Everybody clear? No, not really, I’m sure. Determining whether or not a use of copyrighted material actually is or is not Fair Use includes many factors, and those factors change per instance of use. In other words, what might be ruled Fair Use in one instance is not in others, so legal precedents may or may not even be entirely useful.
When explaining Fair Use to students, I’ve found the most troublesome factors to explain are the following:
- just because it seems like you should be able to use it doesn’t mean you can use it
- just because it doesn’t have a clear copyright notice doesn’t mean it’s up for grabs
- just because you acknowledge the source doesn’t mean you can use it (this one is especially troubling because we tell them to cite their sources in their scholarly work, but even if they cite their source in, say, a multimedia production that they then disseminate, the use of that source might not be Fair Use.)
There are others, of course, but focusing on these three can take up quite a bit of time in the classroom, which is definitely a consideration when working out the class calendar—can you devote an entire day to copyright issues? If you devote a day to general information literacy (sometimes known as “library day”), consider also a day on copyright and fair use.
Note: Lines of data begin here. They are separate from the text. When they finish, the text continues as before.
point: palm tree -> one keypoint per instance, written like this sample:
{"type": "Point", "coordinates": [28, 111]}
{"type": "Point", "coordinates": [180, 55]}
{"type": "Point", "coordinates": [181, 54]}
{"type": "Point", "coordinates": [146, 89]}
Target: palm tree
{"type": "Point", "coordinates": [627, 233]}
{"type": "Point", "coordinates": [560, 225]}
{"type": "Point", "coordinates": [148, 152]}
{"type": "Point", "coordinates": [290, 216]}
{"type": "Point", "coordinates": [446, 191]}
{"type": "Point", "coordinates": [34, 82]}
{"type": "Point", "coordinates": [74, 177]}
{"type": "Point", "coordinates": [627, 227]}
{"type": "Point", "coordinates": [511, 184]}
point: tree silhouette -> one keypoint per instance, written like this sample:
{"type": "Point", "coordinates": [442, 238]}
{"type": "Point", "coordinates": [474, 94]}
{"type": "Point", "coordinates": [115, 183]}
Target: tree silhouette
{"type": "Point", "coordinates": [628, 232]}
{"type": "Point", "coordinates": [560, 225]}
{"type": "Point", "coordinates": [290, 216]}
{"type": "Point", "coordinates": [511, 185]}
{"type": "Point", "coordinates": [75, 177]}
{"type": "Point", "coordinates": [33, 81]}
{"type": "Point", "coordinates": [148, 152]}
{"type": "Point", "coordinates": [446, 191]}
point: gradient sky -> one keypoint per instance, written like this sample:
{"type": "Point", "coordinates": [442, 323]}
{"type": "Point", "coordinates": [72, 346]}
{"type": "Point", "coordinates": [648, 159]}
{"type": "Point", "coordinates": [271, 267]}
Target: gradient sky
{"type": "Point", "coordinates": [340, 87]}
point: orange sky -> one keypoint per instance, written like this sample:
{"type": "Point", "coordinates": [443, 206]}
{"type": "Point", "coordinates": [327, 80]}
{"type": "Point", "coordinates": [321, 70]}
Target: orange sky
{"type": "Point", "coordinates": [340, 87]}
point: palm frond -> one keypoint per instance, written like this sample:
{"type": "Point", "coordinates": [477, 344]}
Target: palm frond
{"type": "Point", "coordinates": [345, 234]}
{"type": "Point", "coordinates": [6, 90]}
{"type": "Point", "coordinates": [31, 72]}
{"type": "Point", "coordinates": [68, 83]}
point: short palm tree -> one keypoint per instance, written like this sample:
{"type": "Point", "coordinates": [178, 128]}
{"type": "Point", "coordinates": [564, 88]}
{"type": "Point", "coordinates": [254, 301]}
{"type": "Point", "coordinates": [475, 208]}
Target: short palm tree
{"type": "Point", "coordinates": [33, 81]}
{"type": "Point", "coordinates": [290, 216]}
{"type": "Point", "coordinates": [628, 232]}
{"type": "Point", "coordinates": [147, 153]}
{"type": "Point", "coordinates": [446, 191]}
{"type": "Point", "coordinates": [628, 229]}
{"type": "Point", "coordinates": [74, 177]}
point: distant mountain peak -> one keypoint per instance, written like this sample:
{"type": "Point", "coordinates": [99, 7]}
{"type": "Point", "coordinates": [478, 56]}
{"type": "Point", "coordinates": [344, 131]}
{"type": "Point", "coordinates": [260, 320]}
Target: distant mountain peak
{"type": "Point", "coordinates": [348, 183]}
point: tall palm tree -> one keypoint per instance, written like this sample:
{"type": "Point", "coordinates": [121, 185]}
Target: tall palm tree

I often start at the Stanford Copyright & Fair Use Center for information and additional resources, but there are other clearinghouse sites that can help get you started.
You might also consider assigning for reading and discussion “Old + Old + Old = New: A Copyright Manifesto for the Digital World” from Kairos (for those of you unfamiliar with Kairos, it is “a refereed open-access online journal exploring the intersections of rhetoric, technology, and pedagogy” that has been around since 1996.) In “Old + Old + Old = New: A Copyright Manifesto for the Digital World,” the authors “provide a copyleftist manifesto that argues for a view of intellectual property that protects Fair Use, and that privileges free and open use over profits and persecution.” The piece attacks head-on the issues faced by scholars working with remix projects and other creative works that skirt the boundaries of Fair Use. From personal experience, this particular piece generates a lot of discussion and really gets students thinking about issues that they will have to consider even within the relative safety of the classroom.
But how about you? How do you address Copyright and Fair Use in the classroom?
[Image in post by Flickr user thomasscovell. Creative Commons licensed.]